Photo de Jean-Jacques MirassouJean-Jacques Mirassou :

Monsieur le président, monsieur le secrétaire d'État, j’avais la faiblesse de penser que ma question revêtait un caractère certain d’actualité, mais, à en juger aux travées désertées par mes collègues, qui étaient pourtant nombreux pour assister à la séance de questions au Gouvernement, je serais tenté de relativiser…

Je reste cependant persuadé que cette question est tout à fait d’actualité et je pense, monsieur le secrétaire d’État, que vous serez, en tout état de cause, convaincu de la légitimité de notre interrogation en ce qui concerne l’avenir du programme de l’A400M.

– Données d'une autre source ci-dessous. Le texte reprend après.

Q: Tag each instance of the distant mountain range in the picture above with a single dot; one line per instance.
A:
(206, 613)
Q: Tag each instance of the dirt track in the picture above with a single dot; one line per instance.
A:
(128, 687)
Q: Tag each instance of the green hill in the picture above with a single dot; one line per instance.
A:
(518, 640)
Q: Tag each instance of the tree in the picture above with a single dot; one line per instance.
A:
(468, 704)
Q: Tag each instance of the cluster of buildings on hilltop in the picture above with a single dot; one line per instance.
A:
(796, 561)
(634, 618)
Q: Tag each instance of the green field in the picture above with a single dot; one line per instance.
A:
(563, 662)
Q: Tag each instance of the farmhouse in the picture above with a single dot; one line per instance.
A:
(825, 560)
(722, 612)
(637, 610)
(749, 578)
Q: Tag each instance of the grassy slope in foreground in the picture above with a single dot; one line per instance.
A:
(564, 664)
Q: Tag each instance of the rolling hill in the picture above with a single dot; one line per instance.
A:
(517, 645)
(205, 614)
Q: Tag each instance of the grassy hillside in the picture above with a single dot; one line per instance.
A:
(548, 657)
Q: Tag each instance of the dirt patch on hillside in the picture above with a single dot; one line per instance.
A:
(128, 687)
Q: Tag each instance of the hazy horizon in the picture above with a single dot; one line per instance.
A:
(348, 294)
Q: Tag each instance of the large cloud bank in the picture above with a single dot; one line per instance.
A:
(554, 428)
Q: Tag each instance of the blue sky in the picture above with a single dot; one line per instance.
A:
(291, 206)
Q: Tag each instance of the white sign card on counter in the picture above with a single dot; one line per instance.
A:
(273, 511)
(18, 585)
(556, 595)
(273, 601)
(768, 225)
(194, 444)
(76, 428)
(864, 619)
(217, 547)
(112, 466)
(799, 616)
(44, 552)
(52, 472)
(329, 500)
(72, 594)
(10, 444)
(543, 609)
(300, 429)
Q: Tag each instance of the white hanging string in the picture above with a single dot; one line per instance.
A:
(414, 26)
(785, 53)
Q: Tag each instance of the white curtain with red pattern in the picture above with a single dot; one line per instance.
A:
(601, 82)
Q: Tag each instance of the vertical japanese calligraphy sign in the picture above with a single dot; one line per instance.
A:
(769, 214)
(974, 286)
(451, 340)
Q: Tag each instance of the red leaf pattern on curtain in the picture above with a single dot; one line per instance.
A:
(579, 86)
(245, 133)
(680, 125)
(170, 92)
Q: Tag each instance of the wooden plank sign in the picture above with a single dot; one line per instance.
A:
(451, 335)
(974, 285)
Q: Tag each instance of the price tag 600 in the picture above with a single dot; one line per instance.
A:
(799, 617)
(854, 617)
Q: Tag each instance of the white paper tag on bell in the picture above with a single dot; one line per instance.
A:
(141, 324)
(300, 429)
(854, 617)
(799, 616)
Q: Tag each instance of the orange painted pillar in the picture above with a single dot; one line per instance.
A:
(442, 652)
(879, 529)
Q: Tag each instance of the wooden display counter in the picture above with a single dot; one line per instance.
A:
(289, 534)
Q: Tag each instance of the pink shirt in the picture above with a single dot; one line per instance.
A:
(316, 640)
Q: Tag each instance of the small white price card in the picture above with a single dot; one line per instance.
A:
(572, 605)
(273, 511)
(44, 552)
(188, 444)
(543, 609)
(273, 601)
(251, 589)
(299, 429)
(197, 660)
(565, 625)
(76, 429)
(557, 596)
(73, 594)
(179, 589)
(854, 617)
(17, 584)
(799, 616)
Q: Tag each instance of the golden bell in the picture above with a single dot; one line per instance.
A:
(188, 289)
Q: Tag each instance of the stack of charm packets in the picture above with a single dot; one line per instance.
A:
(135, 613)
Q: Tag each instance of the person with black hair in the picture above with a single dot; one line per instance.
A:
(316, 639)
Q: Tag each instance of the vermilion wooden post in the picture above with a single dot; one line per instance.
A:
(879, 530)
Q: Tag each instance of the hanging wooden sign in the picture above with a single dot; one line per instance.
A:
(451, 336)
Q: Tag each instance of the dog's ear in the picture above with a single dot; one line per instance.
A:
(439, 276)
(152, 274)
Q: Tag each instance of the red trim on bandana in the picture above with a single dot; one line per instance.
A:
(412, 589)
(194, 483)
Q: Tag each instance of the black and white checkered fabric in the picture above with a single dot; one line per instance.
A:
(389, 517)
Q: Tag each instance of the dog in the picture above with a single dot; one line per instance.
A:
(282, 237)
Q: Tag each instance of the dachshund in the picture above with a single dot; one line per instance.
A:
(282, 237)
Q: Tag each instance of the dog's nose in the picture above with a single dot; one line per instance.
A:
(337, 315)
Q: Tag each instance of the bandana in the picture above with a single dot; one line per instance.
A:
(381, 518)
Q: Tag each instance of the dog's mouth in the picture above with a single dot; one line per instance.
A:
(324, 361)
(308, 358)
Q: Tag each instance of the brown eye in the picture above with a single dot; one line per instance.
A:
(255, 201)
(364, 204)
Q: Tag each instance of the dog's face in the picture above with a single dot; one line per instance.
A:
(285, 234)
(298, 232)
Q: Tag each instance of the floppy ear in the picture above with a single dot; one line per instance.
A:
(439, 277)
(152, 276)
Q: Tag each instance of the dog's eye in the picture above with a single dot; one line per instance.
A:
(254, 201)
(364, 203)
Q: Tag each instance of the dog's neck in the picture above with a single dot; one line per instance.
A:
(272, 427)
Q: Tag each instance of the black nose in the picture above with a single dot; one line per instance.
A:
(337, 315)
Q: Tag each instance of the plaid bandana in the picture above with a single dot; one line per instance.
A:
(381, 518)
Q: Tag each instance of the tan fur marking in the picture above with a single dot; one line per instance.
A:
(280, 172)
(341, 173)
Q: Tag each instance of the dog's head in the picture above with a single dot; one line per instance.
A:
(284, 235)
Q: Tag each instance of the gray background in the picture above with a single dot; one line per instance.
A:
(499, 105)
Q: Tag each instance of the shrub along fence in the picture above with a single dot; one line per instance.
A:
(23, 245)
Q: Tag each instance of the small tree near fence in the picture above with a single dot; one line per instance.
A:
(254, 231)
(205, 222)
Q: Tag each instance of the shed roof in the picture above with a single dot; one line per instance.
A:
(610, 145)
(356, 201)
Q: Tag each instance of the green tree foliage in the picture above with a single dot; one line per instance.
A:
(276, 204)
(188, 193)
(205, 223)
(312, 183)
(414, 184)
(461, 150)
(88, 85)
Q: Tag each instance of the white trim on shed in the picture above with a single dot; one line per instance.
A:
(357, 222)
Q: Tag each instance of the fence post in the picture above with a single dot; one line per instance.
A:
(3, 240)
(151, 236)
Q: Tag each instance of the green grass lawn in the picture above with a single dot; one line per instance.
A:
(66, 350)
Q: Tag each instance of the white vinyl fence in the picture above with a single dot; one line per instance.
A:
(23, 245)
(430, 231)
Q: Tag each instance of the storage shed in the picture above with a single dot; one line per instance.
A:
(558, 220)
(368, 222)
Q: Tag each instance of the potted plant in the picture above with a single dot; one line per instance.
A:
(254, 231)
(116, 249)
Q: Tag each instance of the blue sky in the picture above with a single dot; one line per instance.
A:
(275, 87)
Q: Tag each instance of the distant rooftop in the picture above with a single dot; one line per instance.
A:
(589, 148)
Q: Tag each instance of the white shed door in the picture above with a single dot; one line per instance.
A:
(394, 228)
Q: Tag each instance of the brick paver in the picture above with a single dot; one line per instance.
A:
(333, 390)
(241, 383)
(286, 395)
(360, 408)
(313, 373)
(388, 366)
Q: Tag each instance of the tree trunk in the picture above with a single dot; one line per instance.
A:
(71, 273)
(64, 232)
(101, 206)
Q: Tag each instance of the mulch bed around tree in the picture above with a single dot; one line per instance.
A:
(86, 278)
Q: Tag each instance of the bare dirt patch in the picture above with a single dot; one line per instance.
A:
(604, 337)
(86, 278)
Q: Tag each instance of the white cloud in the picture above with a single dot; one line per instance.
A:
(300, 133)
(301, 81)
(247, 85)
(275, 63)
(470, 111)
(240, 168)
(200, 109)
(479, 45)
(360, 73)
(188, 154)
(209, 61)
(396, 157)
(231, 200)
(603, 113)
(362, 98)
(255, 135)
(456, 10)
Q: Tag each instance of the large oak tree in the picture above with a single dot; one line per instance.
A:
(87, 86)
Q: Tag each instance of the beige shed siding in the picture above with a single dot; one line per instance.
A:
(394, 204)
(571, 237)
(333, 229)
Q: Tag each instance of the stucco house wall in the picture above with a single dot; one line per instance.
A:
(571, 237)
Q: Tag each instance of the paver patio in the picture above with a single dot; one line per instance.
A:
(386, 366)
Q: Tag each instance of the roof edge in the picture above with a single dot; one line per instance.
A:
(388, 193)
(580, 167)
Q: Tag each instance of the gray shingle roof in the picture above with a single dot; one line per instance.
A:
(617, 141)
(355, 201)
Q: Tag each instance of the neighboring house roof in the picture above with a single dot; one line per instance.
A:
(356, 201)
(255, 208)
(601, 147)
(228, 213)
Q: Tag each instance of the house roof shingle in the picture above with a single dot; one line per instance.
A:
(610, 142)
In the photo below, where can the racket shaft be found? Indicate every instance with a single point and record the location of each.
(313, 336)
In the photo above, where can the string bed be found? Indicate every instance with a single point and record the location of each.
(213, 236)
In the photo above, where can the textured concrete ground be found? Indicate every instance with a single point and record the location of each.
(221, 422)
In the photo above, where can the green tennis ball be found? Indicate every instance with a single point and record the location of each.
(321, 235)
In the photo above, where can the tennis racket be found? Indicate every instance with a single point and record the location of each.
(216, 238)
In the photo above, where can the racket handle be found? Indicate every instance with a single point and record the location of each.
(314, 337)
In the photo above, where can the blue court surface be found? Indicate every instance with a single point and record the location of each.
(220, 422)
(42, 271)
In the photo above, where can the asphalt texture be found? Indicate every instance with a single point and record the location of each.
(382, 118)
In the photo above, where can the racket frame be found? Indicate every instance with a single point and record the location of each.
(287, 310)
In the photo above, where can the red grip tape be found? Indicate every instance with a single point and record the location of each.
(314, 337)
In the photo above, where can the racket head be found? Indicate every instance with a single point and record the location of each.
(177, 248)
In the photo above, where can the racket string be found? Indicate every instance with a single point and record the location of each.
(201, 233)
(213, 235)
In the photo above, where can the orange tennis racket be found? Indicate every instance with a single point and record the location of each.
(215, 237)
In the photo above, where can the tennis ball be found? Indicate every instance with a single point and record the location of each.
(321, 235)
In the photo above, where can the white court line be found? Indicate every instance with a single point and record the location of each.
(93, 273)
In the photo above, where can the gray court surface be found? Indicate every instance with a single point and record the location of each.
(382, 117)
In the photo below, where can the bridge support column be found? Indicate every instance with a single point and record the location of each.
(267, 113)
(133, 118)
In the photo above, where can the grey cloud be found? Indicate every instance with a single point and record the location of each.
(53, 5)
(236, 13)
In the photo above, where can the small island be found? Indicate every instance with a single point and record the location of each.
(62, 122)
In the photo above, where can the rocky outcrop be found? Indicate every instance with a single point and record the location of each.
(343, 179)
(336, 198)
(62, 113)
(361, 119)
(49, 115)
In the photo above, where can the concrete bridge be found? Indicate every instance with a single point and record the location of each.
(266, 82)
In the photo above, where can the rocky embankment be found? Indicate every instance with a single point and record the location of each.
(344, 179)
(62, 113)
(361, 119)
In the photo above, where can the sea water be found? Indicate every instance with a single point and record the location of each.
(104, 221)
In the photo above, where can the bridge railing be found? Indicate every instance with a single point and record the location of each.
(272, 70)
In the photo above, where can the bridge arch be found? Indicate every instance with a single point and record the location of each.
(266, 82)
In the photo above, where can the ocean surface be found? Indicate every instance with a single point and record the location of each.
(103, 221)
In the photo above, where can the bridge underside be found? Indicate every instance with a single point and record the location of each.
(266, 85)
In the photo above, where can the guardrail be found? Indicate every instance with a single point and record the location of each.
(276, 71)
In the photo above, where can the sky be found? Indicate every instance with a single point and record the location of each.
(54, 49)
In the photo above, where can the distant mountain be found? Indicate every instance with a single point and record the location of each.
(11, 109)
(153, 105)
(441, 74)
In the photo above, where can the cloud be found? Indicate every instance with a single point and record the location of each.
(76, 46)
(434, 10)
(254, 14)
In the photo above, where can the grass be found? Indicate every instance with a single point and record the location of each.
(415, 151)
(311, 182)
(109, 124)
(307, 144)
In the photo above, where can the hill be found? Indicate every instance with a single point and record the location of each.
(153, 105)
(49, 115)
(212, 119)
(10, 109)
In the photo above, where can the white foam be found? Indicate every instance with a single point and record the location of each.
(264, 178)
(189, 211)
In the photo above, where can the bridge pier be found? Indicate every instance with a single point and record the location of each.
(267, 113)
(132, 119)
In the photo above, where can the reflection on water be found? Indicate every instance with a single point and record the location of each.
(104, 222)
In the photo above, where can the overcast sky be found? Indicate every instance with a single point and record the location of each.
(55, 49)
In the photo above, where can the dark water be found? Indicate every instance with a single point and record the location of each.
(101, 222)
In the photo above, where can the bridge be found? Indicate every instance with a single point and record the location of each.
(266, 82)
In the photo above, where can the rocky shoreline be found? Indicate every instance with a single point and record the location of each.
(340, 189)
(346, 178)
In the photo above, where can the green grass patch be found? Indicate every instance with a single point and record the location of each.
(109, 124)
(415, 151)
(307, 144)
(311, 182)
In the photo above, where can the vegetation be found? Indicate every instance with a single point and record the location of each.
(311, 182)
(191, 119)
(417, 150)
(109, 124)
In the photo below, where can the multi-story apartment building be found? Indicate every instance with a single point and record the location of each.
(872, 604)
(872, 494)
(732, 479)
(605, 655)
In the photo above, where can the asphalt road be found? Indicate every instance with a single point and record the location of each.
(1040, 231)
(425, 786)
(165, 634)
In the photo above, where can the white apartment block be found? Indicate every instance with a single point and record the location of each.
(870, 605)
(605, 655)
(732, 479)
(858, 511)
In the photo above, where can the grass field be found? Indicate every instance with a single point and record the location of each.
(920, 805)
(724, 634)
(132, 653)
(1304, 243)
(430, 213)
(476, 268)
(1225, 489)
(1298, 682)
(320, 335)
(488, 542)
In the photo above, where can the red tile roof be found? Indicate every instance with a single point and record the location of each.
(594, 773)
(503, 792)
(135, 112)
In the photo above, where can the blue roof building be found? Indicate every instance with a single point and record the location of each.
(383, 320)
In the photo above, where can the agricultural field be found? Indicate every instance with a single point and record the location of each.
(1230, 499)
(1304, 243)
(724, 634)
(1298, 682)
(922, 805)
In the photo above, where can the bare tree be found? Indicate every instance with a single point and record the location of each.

Sur cet avion de transport militaire reposent des ambitions industrielles et de défense non seulement à l’échelon national, mais également et surtout au niveau européen.

Vous comprendrez également, monsieur le secrétaire d’État, que je sois, en ma qualité d’élu de la Haute-Garonne, particulièrement attentif à ce dossier.

À quelques jours d’une décision déterminante pour l’avenir du projet A400M, nous écouterons bien entendu avec beaucoup d’intérêt les réponses que vous voudrez bien nous fournir.

Je tiens par ailleurs à saluer le rapport d’information, intitulé L’Airbus militaire A400M sur le « chemin critique » de l’Europe de la défense, établi par nos collègues Jean-Pierre Masseret et Jacques Gautier : ce travail remarquable et équilibré a été apprécié non seulement par les élus que nous sommes, mais également par toutes les personnes d’EADS ou de Latécoère que j’ai eu l’occasion de rencontrer ces derniers jours.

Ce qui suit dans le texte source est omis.